Making Disney history

Entertainment giant’s first plus size protagonist in short film Reflect

Making Disney history

Crimson Baker, Reporter

 Since 1937, Disney has been creating magical experiences for kids everywhere. 

  As of November 2021, Disney had produced 60 total feature films. As of October 2022, Disney+ has 152.1 million subscribers across 64 countries, according to Demand Sage. Over the past month, Disney has released a series of experimental short films on Disney+. The short film Reflect was one of these films released. 

Reflect is about a young plus size girl, Bianca, who is a dancer. The film explores body dysmorphia, self confidence, and self doubt. It talks about the expectations dancers have placed on them, and the experience of not meeting those expectations.

Bianca is the first ever plus size protagonist in Disney history and despite the representation Disney has added with the film Reflect, not everyone is happy.

The film’s main plot is about Bianca’s body image and weight, and this has caused a few complaints in viewers. Some have said that while the representation may be a good thing, making the first film you have about a plus size girl focus on body image is not. Others have complained that Bianca’s movie is only a short film, and not a full length feature.

“Disney’s art revolves around a shape. The shape of that character reflecting their personality, it’s a little repetitive,” junior Keerah Turner said.

It’s important to a lot of plus sized Disney fans that plus size joy is showcased along with the struggle. Being plus size is not just about suffering.

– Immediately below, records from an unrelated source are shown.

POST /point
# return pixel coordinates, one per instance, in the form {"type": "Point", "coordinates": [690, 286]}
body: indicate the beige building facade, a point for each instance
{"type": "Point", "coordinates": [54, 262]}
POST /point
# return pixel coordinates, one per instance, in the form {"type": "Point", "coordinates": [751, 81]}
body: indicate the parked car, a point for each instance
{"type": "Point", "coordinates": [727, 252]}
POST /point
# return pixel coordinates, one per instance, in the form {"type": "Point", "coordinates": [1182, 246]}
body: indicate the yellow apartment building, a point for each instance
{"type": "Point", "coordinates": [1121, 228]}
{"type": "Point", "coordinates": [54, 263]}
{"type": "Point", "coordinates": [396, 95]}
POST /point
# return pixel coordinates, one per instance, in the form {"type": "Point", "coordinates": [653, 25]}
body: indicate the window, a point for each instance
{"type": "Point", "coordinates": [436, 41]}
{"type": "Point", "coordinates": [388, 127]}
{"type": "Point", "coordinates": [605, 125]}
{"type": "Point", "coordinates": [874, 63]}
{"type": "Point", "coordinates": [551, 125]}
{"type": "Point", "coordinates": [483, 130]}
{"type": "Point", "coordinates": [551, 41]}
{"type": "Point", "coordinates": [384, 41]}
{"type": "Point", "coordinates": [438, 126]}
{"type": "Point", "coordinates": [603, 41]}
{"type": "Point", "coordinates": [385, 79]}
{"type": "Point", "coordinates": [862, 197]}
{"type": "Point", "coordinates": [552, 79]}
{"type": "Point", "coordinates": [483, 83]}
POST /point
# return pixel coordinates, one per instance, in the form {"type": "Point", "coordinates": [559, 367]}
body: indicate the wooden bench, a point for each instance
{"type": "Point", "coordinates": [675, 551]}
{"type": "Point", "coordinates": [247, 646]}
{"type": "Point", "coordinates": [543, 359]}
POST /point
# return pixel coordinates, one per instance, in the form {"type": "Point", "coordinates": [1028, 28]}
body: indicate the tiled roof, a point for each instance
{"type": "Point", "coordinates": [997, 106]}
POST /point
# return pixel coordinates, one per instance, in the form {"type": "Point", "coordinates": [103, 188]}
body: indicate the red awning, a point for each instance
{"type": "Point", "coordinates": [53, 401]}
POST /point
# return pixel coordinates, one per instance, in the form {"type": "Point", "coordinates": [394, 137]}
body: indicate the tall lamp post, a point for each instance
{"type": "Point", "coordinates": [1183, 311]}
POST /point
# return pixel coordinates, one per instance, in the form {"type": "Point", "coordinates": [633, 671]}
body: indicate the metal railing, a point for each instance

“I feel like it’s more important to show kids examples of confidence. Because being uncomfortable with your body is not a part of every plus sized persons journey,” Turner said.

Others are taking the release of this film as a chance to have the conversation about other plus size characters in Disney’s history.

Disney has never had a plus size main character before, but they have had plus size side characters and villains. Bianca has brought up the topic of stereotypes for plus size people in film, and how Disney has often contributed to these negative ideas.

Older Disney movies often featured princesses who were skinny and villains who were plus size. This can often be a very negative thing because it puts certain body types in a positive light and others in a negative light, even if those movies didn’t focus on those characters body images.

There are examples of old shows having token fat characters, whose stories often revolve around others making fun of them for their body or being lazy. These stories often endorse negative stereotypes for plus size people, and treat the word fat as if it’s a negative thing or meant to be an insult.

“Half of the representation they give they put it into background characters or they stereotype the character that they’re trying to make diverse,” junior Bethany Sanders said.

Despite the fact that Bianca’s character isn’t based around stereotypes, people are upset that Disney has given us yet another plus size character whose stories are entirely revolved around their weight.

“All of the Disney characters with an ‘ideal weight’ never focus on their body image or weight. It’s not fair to the characters who are plus sized when all they focus on is their weight,” Sanders said.

However, many others are saying that this representation is a good thing regardless. That having a plus size protagonist is important for viewers of all ages, regardless of the storyline. There’s also people who believe that showing a story about dysmorphia is important for kids to see, and a good thing to put out there.

“I think having plus size protagonists whose stories focus on weight is a good thing as long as it teaches body positive ideals,” freshman Taylor Chapman said.

Chapman is a Disney fan whose favorite movie is Turning Red, they like the story telling and character traits showed in the movie.

Body dysmorphia affects one in fifty people, and it affects an estimated five to ten million people in the United States, according to The Cleveland Clinic. Making a film about someone struggling with this may help people feel less alone, and bring awareness to the disorder.